Two-liter sports racing cars have always had a place to compete within the ever-changing regulations of international motor sports: the World Sports Car Championship from 1953-1961; the Speedworld Challenge from 1962-1963; the International Championship of Makes from 1964-1971; and the World Championship of Makes from 1972-1981. There was even a European Championship of Makes for cars up to two liters from 1970-1975. This allowed manufacturers to showcase their design and engineering excellence by producing a limited number of purpose-built racing cars to compete at the world’s greatest racing venues including Silverstone, Nürburgring, Le Mans, Monza, Daytona and Sebring. On the right circuit, these nimble cars could often get the better of their larger competitors. Today, these historic cars are highly sought after by collectors, not just for admiration of their technology, but also to participate in reenactments of these famous racing events. Most historic groups, both in Europe and the United States, break the categories down into pre-1960, 1960-1965, 1966-1970, and 1971-1978.
Porsche 550-550A-RSK-RS60 — What are they worth?

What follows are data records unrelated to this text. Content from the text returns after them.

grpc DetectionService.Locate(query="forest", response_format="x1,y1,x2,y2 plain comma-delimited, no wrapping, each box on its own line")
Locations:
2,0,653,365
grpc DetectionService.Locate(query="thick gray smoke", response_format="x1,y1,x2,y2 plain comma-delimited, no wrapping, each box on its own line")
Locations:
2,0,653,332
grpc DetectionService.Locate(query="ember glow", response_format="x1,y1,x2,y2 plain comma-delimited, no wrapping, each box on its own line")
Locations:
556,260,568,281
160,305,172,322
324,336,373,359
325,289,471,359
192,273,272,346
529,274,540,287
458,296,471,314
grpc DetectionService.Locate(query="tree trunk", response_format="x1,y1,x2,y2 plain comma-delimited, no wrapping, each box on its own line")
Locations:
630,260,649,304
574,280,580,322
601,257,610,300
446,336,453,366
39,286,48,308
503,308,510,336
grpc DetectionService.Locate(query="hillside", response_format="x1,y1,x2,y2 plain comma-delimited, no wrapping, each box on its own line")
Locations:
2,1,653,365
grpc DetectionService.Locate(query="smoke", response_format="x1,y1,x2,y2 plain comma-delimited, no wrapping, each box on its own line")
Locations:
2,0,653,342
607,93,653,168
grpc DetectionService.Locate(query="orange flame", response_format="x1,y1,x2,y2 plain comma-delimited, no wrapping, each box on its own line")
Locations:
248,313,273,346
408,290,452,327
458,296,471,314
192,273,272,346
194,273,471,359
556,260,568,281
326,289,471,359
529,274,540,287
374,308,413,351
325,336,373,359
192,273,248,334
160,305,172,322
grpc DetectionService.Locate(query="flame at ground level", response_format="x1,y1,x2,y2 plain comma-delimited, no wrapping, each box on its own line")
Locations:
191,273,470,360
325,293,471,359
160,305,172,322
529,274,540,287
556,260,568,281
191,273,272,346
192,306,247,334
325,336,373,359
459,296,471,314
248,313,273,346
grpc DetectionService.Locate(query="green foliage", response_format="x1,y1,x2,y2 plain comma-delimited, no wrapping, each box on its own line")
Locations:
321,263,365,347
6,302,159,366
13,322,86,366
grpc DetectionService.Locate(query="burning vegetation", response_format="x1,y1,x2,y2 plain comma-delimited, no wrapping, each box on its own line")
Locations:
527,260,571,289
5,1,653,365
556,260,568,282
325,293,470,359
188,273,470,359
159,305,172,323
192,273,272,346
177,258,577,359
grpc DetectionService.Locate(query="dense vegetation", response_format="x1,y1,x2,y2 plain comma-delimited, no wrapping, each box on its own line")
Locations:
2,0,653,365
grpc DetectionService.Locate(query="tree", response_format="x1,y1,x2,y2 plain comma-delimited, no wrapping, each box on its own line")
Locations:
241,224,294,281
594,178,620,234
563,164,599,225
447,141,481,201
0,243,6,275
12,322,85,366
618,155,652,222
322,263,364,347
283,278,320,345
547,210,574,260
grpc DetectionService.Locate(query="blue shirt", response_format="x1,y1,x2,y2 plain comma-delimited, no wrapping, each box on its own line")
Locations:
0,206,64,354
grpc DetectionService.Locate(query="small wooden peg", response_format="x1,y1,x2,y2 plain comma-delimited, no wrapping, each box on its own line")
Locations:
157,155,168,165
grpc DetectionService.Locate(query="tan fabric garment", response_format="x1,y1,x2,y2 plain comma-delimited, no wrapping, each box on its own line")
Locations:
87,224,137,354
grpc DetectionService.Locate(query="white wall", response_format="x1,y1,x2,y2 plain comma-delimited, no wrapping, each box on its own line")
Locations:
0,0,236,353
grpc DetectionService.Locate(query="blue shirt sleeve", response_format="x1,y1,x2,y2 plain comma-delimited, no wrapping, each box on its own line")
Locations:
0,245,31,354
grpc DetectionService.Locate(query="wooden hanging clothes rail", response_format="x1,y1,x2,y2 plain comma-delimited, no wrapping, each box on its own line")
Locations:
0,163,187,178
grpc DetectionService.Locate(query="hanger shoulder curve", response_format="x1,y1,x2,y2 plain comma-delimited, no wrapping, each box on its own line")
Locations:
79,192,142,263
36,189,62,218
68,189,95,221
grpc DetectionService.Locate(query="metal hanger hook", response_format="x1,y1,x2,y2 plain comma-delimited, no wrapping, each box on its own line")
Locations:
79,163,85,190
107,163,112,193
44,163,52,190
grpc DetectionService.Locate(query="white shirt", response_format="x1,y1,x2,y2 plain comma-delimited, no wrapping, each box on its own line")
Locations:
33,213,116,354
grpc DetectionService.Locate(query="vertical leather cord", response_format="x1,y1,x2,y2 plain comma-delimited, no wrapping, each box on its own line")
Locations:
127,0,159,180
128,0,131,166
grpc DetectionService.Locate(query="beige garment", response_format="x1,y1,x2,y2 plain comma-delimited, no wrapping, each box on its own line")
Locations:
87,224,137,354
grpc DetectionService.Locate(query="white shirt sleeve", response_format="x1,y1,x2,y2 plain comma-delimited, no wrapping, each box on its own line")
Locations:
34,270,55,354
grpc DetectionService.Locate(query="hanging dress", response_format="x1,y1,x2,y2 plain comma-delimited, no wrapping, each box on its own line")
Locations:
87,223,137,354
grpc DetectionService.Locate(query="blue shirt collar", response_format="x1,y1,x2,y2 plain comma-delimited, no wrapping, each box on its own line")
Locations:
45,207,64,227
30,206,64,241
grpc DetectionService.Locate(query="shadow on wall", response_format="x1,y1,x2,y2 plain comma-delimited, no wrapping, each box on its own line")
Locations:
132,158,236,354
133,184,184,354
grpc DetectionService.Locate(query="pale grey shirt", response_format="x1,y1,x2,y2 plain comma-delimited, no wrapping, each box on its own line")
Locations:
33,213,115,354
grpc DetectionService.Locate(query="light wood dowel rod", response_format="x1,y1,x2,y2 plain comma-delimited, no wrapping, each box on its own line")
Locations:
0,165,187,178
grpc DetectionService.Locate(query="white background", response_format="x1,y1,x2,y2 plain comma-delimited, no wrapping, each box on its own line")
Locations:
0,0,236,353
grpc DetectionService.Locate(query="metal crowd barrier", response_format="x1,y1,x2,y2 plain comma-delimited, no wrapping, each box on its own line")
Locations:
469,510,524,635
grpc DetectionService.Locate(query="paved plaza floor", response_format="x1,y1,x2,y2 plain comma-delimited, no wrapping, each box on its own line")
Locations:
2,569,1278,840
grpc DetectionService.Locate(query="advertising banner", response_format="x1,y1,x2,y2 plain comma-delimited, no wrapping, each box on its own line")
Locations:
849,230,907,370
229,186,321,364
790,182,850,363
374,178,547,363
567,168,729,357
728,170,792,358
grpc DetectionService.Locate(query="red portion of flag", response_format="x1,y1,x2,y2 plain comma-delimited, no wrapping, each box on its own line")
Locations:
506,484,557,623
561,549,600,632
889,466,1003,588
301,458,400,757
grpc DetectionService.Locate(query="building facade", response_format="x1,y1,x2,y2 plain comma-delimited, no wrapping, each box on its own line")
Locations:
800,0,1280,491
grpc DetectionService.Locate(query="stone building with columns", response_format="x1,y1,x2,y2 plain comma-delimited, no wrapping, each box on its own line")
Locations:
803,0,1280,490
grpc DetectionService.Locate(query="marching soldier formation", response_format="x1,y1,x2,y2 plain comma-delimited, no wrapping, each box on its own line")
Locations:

During the 1950s Porsche AG of Stuttgart Germany became world renowned for their beautiful aluminum-bodied Spyder racing cars. It started with the 550 in 1953, the 550A in 1956, the RSK in 1958 and evolved into the RS60-61 in 1960. As the cars evolved, they became technically superior, had enormous competition success and were made in much smaller numbers. For the life of the Porsche Spyders, value was determined by this hierarchy, as well as by design, technology, low production numbers and competition success. Then add to that condition and event eligibility. The 550, with 90 cars built and with the simplest technology and least impressive race success, was always the least valuable of all the Spyders. Astute collectors would value cars by the individual chassis number’s race history. Factory cars were always worth more than customer cars. The car’s structural integrity—did it survive as an original car or was it restored from a wreck—was key. Values were determined by looking at the past five or six recent sales, as well as what the other cars it competed against were selling for and what cars you could buy for that much money. In the past three years, these criteria seem to have been dismissed and prices have soared to record levels, largely stemming from a small amount of auction sales to a new type of buyer.